I
was born Ronald deLevington Kirkbride, Jr. in New York and into "old money."
My
father was a Bohemian writer who quickly tired of the life and society of our
Fifth Avenue duplex and fled to London when I was 6.
My mother was trained
as a concert pianist. After my parents divorced, a Greek operatic tenor became
her lover for a time. He had a marvelous voice! My mother would often accompany
him on the living room Steinway. I would fall asleep listening to the great arias
of Puccini or Verdi being performed in the living room of our house in New York.
I became enamored of it, addicted to the blissful place this music opened in me.
Whenever I ran into bad moments in life, I would turn to great music for
consolation. However, I eventually noticed that such "highs", no matter how induced,
are neither permanent nor transformative. That is when I became a spiritual seeker.

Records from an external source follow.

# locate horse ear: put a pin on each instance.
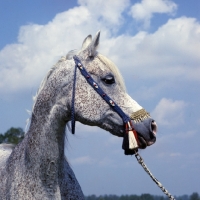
(86, 42)
(94, 44)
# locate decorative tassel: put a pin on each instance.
(130, 144)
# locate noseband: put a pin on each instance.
(130, 142)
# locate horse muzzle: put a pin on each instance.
(146, 132)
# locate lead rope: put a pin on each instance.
(129, 145)
(141, 162)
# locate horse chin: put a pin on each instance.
(141, 142)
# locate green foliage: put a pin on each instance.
(194, 196)
(13, 136)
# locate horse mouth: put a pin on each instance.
(142, 143)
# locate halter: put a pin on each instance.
(130, 142)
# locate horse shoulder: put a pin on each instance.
(5, 151)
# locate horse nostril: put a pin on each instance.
(154, 127)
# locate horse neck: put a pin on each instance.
(46, 136)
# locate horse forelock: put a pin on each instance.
(113, 68)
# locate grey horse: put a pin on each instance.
(37, 169)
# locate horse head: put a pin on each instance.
(90, 108)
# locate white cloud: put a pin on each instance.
(110, 12)
(167, 54)
(82, 160)
(169, 112)
(144, 11)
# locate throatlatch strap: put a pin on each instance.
(130, 144)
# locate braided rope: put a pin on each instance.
(141, 162)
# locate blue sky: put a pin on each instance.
(156, 47)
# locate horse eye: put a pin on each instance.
(91, 57)
(109, 79)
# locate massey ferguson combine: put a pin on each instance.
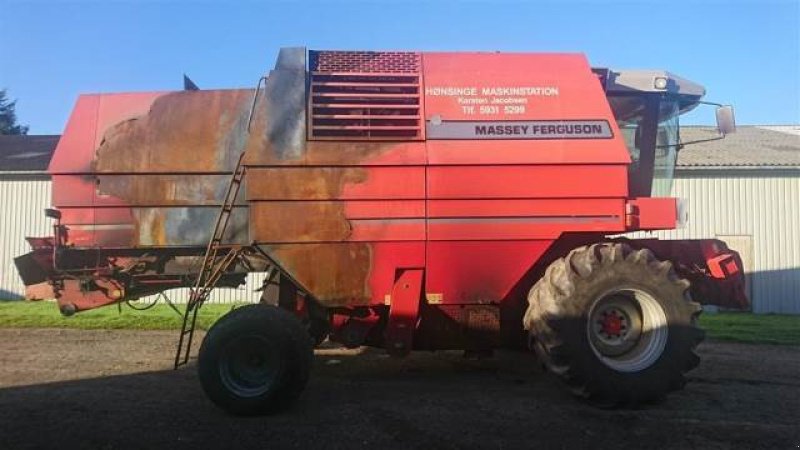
(403, 200)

In spite of the ease and affluence of my childhood, I was never content
with the vision of life touted at home, at Yale, in the U.S. Army, or as a San
Francisco businessman.
And so I dropped out of a life based on conventional
expectations. In the mid-1950s, I began to investigate spiritual life. I turned
to yoga, and eastern forms of meditation. At the same time, I took up classical
voice studies, participating in various amateur recitals and performances.
I
began to observe and rely on an essential relationship between the blissful transport
given by a great opera or concert performance and the states I enjoyed early on
in my search for Truth in meditation.
The common link was ecstasy, and
in a form that was often more interesting (and more mysterious) than the pleasure
of orgasm.
The late Swami Prabhavananda introduced me to the philosophy
of the Vedanta in Santa Barbara, Southern California. Then followed a visit to
India, and six stimulating months with various spiritual teachers, among them
Satya Sai Baba and the late Anandamayi Ma.
In 1958, I met the late Sivaya
Subramuniya, and made a deep commitment to his tradition. I exchanged the opportunities
of wealth for celibacy and monasticism. I became a monk for the next sixteen years.
As part of my monastic discipline, I renounced my passion for music. During these
years, I lectured widely on yoga and taught yoga and meditation in several California
prisons.
However, by 1974, I had begun to feel dissatisfied with my chosen
path. I spent some months in an anguish of unresolved doubt. Late that year, Adi
Da Samraj attracted my attention.
His autobiography, The
Knee of Listening, profoundly affected me and spoke to the specific doubts
and questions I had not been able to resolve in the monastery. He offered a radically
unique description of spiritual practice, vastly different from the techniques
I was used to (and in which I felt stuck). In response to such unique and transcendent
wisdom, I became Adi Da's devotee in 1975.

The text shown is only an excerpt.